Strong labor-management results in health care ‘holiday’
WAMPSVILLE – How did most Madison County workers go from paying soaring health insurance premium contributions to having to pay nothing toward their premiums for 20 weeks?
Union intervention and perseverance, with a good dose of cooperation from county management thrown in, that’s how.
It took hard work over three years, but it turned out to be worth it for CSEA members participating in the county’s self-insured plan.
Seeking a solution together
It all started when CSEA Madison County leaders wanted to find solutions to skyrocketing health premium costs for workers. At worst, members on a family plan were paying about $700 per month toward their health and dental plan premiums.
“It was unsustainable. Workers with family coverage were seeing their take-home pay decreasing,” said CSEA White Collar Unit President Betty Jo Johnson.
Through the county’s Health Insurance Task Force, CSEA Madison County leaders, with help from our union’s Health Benefits Department, worked with county officials to design a customized new health plan, shifting from a costly indemnity plan to a more affordable preferred provider organization (PPO) plan.
They reviewed how county workers were using their health insurance, and made changes to lower costs, including increasing use of mail-order prescriptions.
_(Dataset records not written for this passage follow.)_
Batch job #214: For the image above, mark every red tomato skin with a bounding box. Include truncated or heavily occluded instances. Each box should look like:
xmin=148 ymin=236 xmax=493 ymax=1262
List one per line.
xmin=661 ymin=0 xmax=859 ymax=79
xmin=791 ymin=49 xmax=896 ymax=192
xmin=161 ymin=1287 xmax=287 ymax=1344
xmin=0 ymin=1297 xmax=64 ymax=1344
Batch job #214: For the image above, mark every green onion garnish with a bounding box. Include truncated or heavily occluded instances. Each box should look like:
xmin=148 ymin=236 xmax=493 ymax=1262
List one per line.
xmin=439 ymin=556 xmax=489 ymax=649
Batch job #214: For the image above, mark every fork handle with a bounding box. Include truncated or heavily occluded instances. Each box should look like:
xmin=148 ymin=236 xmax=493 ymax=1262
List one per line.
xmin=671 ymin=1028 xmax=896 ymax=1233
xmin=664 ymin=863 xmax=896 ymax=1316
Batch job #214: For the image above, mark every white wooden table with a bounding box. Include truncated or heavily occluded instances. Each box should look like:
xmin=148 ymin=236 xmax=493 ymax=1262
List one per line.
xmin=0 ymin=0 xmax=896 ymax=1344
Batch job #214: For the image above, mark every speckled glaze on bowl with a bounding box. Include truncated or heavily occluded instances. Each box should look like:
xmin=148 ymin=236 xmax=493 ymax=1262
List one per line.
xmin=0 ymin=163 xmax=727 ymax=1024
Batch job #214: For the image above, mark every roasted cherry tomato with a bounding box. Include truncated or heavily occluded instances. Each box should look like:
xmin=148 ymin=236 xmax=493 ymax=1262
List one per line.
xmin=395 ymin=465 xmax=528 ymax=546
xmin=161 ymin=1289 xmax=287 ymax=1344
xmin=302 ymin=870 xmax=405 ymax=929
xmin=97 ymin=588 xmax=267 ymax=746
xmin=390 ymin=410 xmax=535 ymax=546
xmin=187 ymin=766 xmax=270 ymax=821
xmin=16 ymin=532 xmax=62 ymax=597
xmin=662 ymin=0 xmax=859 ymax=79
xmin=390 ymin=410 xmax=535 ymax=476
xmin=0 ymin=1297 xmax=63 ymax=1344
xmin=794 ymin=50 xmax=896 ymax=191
They also agreed to add a high-deductible plan option, and to have incoming managers and members of the Board of Supervisors contribute toward their health coverage.
Returning value to workers and taxpayers
Needing a clear baseline to determine if the new PPO plan was saving money as planned, CSEA representatives aggressively pursued an accounting of the county’s health plan reserves, and an audit to determine how much was required to be in there.
The result showed that the health plan had roughly $2.7 million in reserves, but required only about $1.4 million to keep it appropriately funded.
Our union pushed for a fiscally responsible solution that would return the excess money to county workers and taxpayers.
The result? An immediate 10 percent reduction in premium contributions for covered workers, and, more recently, a health insurance premium contribution “vacation” for 10 pay periods for covered workers, a savings of roughly $2,000 to $3,000, dependent on coverage levels, equating to about a 6 to 10 percent wage increase for most workers.
“I’m very grateful that someone was looking at where our money was and went to the effort to find us a new plan which led to this cost savings,” said Office Assistant Jennifer Houle, who works at the county Department of Social Services’ Support Collections Unit’s Accounting Division.
Houle had paid the largest possible contribution amount toward family coverage that covered herself, her husband and two children. “Everyone thought the premium holiday was awesome,” she said.
And the savings wasn’t limited to employees. Taxpayers, who ultimately pay the majority of worker health care costs, also realized a five pay-period holiday from having to contribute towards premiums, and retired county workers under age 65 also got a five-month grace period from payments.
Lyle Chafee, a heavy equipment operator at the county’s Highway Department, said he was overjoyed to learn about the premium contribution “holiday.”
“I feel ecstatic!” he said. “When do you have this happen where you get extra money in your paycheck? It’s a huge benefit to employees who have health care through the county.”
“We saved money all the way around, and it’s really just a testament to all the hard work we all put in,” said Madison County Blue Collar Unit President Jeffrey Colburn, a motor equipment operator at the county Highway Department. “It shows that the health insurance plan we designed is doing just what we intended it to do,”
As workers, taxpayers and retirees enjoy this unexpected “holiday,” work continues to keep lowering the plan’s cost.
Claims have dropped significantly and our union plans to work through the Health Insurance Task Force to request a premium reduction for the following year.